Tugas ketujuh dan kedelapan adalah memaparkan setting. Pada tugas ketujuh aku diberi tiga foto yaitu foto ruang meeting, kamar mandi dan dapur. Sementara pada tugas kedelapan, aku diberi foto wajah, api, air dan awan. Dengan syarat tidak boleh menggunakan dialog, tidak boleh memasukkan karakter dan minimal foto itu dipaparkan dalam 350 kata, aku menggumuli foto-foto itu seolah foto itu adalah foto kekasih yang sedang kurindui. Hasilnya, sila teman-teman baca nanti di note yang aku khusukan untuk memuat tugas-tugasku itu. Serius, kaku dan apa adanya. Apa boleh buat, saya tidak bisa bermain-main dalam diksi.

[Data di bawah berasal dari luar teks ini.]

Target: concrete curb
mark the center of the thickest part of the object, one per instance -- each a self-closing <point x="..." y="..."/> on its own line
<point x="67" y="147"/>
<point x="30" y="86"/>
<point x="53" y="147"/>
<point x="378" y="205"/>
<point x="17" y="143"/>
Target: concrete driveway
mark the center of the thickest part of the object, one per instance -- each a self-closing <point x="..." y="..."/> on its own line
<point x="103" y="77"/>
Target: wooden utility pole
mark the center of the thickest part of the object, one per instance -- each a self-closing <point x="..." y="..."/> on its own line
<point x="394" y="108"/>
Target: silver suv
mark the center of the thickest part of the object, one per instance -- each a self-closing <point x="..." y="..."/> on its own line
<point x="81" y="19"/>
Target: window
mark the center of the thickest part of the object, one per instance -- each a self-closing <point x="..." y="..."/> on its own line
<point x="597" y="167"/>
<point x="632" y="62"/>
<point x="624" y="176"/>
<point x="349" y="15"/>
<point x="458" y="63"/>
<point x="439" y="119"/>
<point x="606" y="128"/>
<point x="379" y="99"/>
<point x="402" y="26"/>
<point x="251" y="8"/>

Lalu di minggu kesembilan ini, tugasku memaparkan setting emosi. Ada empat setting yang harus kubedah dalam 75 kata saja, tapi dengan syarat tidak boleh menggunakan kata yang mewakili emosi dan padanannya. Sulit kubayangkan. Tapi ini sudah tidak relevan untuk pengeluhan semacam itu lagi. Dan sebuah cikal bakal novel disematkan dalam tugasku. Sinopsis novel dalam 600 lebih kata beserta premisnya dalam kalimat pendek.
Mungkin tugas memaparkan setting ini merupakan salah satu prasyarat penting untuk menulis novel. Pernah aku baca di entah media online apa, menulis adalah mengingat detail. Kini aku paham maksudnya. Novel membutuhkan setting dalam detail. Bukan hanya sepintas dan seadanya saja. Sebab sebuah kisah akan hidup dan menjelma di pikiran kita bilamana penulisnya sukses menggambarkan settingnya. Bila tidak, jangan harap novel itu akan membekas dalam ingatan pembacanya.
Seperti novel Galaksi Kinanthi, yang kujadikan benchmark dalam penulisanku nanti. Masih kuingat latar suasana gunung kidul yang kerontang, bocah perempuan menggendong adik laki-lakinya menyusuri kali bersama temannya, pelarian seorang gadis TKW di Kuwait dan petualangan dengan SUV di Great Plains. Jelas terekam dalam otakku. Padahal aku belum pernah menginjakkan kaki di ketiga tempat itu. Seperti itulah mengolah setting dan memaparkan dengan detail yang komplit menjadi sangat menentukan dalam menulis novel.
Jadi, bagaimana ini kelanjutannya. Bisakah aku melakukan itu semua? That is a big question for me to answer.
Repost from My Facebook Notes, Waikabubak, 6 November 2012
"Tidak ada penulis yang bisa menguasai semua bidang tulisan. Tulislah yang menjadi passion dan keahlian kamu. Find out your way, find out your destiny." Begitu tulis Skylashtar Maryam di akun facebooknya. Di awal minggu kesembilan ini, bukan kebetulan aku bertemu dengan Skylashtar Maryam dan pada saat yang sama aku juga menemukan apa yang menjadi passionku. Aku pernah mengira bahwa aku ini akan menjadi penyair. Ternyata aku cuma bisa jadi penikmat syair-syair yang keindahannya menjadi latar pandang di jiwa. Lalu aku mengira aku mampu menjadi essais. Menulis opini-opini yang menarik dan menggelitik. Tapi tidak. Semua sudah aku coba, dan entah bagaimana mulanya tiba-tiba aku merasa hidup ketika menulis sebuah cerita pendek. Jadi, siap-siap saja, Skylashtar. Ada satu lagi pesaingmu di dunia cerita pendek. Hehehehe.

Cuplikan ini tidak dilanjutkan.